Lobistas ou "facilitadores"?

Vivemos tempos estranhos e desafiantes. Nunca os atos e atividades dos agentes e órgãos políticos foram tão sindicados e escrutinados, como nunca houve tanta desconfiança ou preconceito em relação a estes.

São de todos conhecidas as fragilidades da democracia. Temos as questões da opacidade potencial do financiamento dos partidos e das campanhas eleitorais, temos a capacidade de criar factos ("fake news") ou manipular audiências através de redes sociais ou outros "mass media", mas também temos o condicionamento (mais ou menos expresso) dos órgãos de fiscalização e controlo da legalidade (como sejam as entidades de supervisão e fiscalização ou os órgãos de polícia criminal) e, por último, mas muito relevante, a tentativa de silenciamento ou asfixia editorial ou económica dos média e do jornalismo, sendo que este é o garante (primeiro ou último) da existência da própria democracia.

Se juntarmos a isto o novo desporto nacional que é o "tiro ao político", temos o caldo de cultura necessário à emergência (em ambos os sentidos da palavra) dos radicalismos mais populistas, que nem democráticos são na sua essência, mas permitem (como populistas que são) explicar coisas complexas com ideias básicas e simples.

Num propósito nobre de contribuir para o debate e aprofundamento da reflexão ativa sobre este tema, a própria Assembleia da República (AR) criou uma "Comissão Eventual para o Reforço da Transparência em Funções Públicas", na qual participo e pude constatar que, alguns dos mais críticos comentadores sobre tudo e sobre todos os políticos na praça pública, convidados a refletir na comissão e apontar caminhos de futuro, "perdem a fala" e a vontade de intervir...

Voltando ao que mais interessa, nesta comissão estão lançados vários temas relevantes para a qualidade da nossa democracia, dos quais destaco (na impossibilidade de falar de todos) o importante e interessante debate sobre o lóbi.

Na definição mais simples que consigo, podemos definir a atividade de lóbi como pressão exercida geralmente por um grupo organizado para atingir determinados objetivos ou defender determinados interesses (políticos, comerciais, ambientais, financeiros ou outros).

O lobista é então quem - de forma assumida e pré-sabida por todos aqueles com quem se relaciona profissionalmente - defende interesses particulares, de grupo ou setoriais, perante os decisores públicos, sejam estes executivos, legislativos ou de regulação.

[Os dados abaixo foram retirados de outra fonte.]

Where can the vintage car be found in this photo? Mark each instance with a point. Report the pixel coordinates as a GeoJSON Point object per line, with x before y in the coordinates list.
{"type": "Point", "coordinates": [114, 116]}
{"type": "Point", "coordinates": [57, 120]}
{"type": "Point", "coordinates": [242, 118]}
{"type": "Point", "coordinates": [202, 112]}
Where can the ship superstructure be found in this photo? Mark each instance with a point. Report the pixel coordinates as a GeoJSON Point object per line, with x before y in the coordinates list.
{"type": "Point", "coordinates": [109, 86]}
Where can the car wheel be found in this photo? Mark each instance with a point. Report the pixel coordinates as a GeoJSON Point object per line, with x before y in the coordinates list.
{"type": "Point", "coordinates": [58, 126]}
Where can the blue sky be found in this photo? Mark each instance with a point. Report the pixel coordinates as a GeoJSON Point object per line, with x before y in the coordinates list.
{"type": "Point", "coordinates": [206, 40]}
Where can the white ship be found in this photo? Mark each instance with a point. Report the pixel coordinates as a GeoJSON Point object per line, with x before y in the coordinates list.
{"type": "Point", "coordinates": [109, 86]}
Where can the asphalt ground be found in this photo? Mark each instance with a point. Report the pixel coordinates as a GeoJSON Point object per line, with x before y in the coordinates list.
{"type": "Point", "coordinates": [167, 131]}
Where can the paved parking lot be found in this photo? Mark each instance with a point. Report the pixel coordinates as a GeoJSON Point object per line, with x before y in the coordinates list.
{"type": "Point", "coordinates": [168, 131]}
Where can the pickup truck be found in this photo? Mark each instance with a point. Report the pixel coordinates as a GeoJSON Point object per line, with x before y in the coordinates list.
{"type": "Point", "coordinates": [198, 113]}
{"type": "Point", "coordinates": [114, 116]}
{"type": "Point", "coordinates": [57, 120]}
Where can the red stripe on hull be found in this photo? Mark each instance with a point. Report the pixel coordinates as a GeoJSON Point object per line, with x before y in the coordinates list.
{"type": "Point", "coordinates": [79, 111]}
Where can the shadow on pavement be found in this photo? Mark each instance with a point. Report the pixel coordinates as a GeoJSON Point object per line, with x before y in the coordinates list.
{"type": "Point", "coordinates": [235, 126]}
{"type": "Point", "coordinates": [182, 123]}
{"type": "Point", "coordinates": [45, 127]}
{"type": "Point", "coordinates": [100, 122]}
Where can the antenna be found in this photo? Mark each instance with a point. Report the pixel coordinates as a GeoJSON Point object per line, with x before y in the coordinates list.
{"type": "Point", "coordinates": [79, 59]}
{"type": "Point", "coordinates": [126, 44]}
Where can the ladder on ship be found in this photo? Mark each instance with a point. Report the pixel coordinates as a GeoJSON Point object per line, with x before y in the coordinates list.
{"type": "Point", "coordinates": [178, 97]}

Em Portugal esta atividade não existe nem está regulada por lei. Melhor dito, em Portugal esta atividade existe (claro que existe!) mas ninguém pareceu preocupado em regular ou tornar transparente e assumida. Paradoxalmente, esta atividade está regulada nos órgãos da União Europeia, nomeadamente junto do Parlamento Europeu, o que redunda no ridículo de termos portugueses lobistas em Bruxelas, que (quando passam a fronteira?) em Portugal não existem...

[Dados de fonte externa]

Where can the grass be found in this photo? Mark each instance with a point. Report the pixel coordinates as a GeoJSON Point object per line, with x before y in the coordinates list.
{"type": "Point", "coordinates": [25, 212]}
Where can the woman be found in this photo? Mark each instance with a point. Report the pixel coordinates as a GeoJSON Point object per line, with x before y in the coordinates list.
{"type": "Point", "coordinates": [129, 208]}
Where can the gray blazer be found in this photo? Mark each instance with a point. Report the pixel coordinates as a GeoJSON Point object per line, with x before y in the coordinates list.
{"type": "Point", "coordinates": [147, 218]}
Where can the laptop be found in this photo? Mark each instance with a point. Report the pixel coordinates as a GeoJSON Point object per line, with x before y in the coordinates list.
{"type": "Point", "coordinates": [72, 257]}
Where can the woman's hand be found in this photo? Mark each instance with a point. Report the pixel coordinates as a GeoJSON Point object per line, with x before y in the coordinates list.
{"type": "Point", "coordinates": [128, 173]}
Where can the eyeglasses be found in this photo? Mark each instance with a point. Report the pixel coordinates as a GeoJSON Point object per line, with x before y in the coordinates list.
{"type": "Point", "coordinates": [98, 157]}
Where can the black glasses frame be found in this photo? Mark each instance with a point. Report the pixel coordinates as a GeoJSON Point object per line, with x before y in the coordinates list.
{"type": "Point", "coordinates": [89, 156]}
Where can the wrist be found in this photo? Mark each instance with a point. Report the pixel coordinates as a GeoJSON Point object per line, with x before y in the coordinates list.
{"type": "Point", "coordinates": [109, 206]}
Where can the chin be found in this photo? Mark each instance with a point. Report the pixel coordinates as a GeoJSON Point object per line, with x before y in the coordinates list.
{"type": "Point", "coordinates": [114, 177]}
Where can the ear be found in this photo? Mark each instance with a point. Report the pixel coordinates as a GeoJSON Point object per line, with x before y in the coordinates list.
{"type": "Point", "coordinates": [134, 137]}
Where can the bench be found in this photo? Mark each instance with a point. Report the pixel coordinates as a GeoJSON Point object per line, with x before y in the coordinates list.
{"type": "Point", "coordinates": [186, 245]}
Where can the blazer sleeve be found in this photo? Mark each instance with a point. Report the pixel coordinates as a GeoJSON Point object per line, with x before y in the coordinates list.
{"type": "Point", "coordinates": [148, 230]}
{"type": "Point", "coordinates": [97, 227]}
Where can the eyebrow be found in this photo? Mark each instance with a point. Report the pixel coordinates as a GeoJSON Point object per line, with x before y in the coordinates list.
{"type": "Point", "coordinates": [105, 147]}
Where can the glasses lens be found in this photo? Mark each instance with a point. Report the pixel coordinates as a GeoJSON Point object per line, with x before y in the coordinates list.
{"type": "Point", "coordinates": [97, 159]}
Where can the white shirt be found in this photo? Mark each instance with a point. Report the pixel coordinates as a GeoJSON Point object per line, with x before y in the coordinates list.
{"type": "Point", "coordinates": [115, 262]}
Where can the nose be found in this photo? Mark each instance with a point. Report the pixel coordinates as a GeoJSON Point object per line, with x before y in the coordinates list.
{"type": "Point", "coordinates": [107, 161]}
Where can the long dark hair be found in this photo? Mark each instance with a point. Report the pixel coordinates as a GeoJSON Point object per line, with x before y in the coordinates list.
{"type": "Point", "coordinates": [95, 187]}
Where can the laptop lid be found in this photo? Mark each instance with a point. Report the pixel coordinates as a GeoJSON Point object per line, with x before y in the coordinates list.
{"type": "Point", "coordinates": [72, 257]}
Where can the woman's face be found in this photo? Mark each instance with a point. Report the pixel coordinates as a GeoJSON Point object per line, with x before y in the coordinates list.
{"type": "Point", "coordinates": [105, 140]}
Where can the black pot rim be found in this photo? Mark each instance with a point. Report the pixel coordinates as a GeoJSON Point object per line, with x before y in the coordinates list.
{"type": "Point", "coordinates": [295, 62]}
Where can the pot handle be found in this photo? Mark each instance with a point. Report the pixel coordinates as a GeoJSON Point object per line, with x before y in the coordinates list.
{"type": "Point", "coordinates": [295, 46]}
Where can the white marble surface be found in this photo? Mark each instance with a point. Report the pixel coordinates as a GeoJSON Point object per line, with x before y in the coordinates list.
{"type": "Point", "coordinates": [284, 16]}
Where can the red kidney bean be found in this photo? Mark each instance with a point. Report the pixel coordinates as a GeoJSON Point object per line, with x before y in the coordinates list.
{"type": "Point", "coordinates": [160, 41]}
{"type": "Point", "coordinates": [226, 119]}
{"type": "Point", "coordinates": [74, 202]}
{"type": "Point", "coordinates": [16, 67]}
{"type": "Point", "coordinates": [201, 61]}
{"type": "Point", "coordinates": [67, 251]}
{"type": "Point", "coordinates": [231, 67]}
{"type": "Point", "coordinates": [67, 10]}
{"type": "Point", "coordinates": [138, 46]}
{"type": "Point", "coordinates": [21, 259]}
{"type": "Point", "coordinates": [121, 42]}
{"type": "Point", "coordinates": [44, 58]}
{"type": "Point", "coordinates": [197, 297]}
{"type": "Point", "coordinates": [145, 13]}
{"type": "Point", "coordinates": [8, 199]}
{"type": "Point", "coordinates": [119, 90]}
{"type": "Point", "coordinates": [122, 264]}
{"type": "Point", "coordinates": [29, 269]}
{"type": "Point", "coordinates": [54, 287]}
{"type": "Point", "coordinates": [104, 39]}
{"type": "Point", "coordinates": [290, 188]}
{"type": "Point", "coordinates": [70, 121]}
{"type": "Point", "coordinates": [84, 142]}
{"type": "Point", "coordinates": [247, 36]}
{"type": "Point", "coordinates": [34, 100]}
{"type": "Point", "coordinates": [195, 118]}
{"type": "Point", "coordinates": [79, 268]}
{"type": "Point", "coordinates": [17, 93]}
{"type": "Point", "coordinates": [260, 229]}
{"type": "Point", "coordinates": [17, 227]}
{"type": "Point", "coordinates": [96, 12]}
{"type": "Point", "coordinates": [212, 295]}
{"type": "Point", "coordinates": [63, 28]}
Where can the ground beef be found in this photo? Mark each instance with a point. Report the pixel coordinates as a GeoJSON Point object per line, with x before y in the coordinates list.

O debate está lançado e, acredito, vai ser consequente. O CDS apresentou um projeto, ao qual se juntou outro do PS há semanas. O PSD - como maior partido representado na AR - já assumiu a responsabilidade de contribuir para este debate sem preconceitos ou condições prévias.

Sem cuidar de outros fatores que mereceriam igualmente uma referência, deixo aos leitores do JN algumas das razões que me fazem defender a legalização (fortemente regulada, transparente e com capacidade de sanção) da atividade de lóbi em Portugal.

Primeiro porque não sou hipócrita - e fingir que não existem pressões legítimas e pressões ilegítimas - e não quero que "entre disfarçado pela janela aquilo que só deve entrar pela porta..." e registado publicamente! É preferível um lobista assumido a um "facilitador" sonso.

Segundo, porque a transparência cresce sempre que os interlocutores que se relacionam com os poderes públicos têm de assumir abertamente que interesses defendem e para quem trabalham.

Terceiro, por ser um modelo (falível e incompleto certamente, mas) testado em várias geografias e em várias democracias, impedindo excessos, protegendo os decisores e contribuindo para fortalecer e blindar o funcionamento dos órgãos democráticos. E isto não é pouco. É suficiente? Não é, certamente. Mas é um passo no bom caminho.